L’écrasante majorité des MOOCs reste cependant calquée sur le modèle universitaire classique : les professeurs publient des cours magistraux en ligne, des exercices, et se rendent disponibles pour répondre aux questions des élèves… Rien de révolutionnaire. Selon le sociologue Dominique Boullier, chargé de mission à l’IEP-Paris pour les stratégies numériques, la réorganisation des savoirs et des parcours pédagogiques prendra du temps. « Les formules dominantes aujourd’hui – à base de vidéos, de quiz et de forums… – ne donnent aucun résultat. » Ce qui se profile à moyen terme, c’est le développement de formations courtes pour des filières techniques. C’est du moins le pari que fait Antoine Amiel, cofondateur de Leeaarn, une sorte de mooc dédié aux entrepreneurs : « Il y aura probablement des cours tournés vers l’employabilité et la rentabilité, mais pas de la connaissance avec un grand C. » L’intérêt des mooc pour la recherche fondamentale en sciences humaines, par exemple, est loin d’être évident.

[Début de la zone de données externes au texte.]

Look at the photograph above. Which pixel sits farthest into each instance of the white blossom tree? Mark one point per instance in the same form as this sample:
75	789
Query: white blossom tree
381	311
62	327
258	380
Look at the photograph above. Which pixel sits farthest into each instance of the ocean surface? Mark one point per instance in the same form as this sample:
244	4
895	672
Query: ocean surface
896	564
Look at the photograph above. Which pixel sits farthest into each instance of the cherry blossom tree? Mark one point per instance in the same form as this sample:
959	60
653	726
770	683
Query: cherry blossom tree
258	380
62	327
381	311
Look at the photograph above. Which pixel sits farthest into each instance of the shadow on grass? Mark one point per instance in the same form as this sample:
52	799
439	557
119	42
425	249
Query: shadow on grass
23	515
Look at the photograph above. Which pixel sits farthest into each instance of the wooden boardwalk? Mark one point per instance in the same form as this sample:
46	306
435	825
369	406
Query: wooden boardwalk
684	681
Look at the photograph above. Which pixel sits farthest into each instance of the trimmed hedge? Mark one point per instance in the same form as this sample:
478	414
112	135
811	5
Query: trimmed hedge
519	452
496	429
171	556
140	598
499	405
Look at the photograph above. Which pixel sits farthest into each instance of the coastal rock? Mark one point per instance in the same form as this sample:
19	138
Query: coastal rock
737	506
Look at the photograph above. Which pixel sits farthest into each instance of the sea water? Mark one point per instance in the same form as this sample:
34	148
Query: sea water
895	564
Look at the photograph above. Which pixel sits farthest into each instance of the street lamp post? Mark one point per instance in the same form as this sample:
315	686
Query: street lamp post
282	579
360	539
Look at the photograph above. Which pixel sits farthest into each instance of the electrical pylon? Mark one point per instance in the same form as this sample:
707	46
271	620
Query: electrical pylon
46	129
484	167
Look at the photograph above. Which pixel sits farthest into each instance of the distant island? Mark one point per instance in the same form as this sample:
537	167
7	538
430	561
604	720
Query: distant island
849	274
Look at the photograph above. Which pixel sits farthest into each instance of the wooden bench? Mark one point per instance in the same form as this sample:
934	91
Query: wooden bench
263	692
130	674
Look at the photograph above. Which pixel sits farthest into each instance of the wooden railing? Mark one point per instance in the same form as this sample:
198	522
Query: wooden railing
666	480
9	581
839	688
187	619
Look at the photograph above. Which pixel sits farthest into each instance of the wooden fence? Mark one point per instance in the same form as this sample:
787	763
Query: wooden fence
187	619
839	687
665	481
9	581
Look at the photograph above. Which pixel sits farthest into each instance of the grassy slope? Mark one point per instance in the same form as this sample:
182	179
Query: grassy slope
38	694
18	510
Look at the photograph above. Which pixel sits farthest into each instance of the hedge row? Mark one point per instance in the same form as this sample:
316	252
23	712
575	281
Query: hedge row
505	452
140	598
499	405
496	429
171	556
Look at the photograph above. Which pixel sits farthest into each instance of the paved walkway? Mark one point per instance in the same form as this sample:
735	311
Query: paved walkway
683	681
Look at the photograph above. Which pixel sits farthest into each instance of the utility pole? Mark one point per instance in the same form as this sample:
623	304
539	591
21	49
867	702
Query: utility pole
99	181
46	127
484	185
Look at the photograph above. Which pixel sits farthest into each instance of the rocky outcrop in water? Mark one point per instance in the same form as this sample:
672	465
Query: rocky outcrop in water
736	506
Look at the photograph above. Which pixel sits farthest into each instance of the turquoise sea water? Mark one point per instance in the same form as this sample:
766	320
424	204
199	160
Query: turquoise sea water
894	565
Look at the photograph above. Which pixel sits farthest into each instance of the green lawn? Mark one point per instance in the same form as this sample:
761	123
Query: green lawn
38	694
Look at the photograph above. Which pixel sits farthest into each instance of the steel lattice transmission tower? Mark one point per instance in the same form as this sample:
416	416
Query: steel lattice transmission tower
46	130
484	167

Faire ses études en ligne ?
Pour M. Cisel, en revanche, les MOOCs pourraient tout à fait permettre de faire des études au long cours. « L’un des principaux freins à leur développement est le fait qu’ils restent en marge du système universitaire. » Tant que les certificats n’auront pas de valeur diplômante, notamment, les internautes privilégieront des études classiques et mieux reconnues sur le marché du travail. Selon C. Mongenet, le ministère cherche comment offrir une meilleure reconnaissance à ces formations : « Les universités sont partantes, assure-t-elle, mais elles ne savent pas comment faire. » La principale option envisagée actuellement consiste à intégrer les MOOCs dans des cursus classiques plus généraux. « Ce serait une brique dans un parcours pédagogique », explique-t-elle. Un outil au même titre que la bibliothèque ou le tutorat par exemple.
Apprendre grâce au MOOC est donc tout à fait plausible, pour peu que l’on en ait le temps et les moyens, mais il semble difficile de considérer aujourd’hui que l’on puisse faire toutes ses études en ligne. « Les MOOCs restent en phase d’expérimentation, analyse D. Boullier : les établissements se lancent pour être sur le coup, mais personne ne sait ce que ça va donner. » Et de rappeler que de nombreux pédagogues ne juraient que par l’e-learning dans les années 1990, avec les cours en ligne et la télé éducative par exemple, jusqu’à ce que le mouvement retombe comme un soufflet quelques années plus tard. De même, les MOOCs pourraient très bien disparaître dans les cinq ans. Ce qui est sûr, en revanche, c’est qu’Internet n’a pas fini de bouleverser les savoirs et la pédagogie.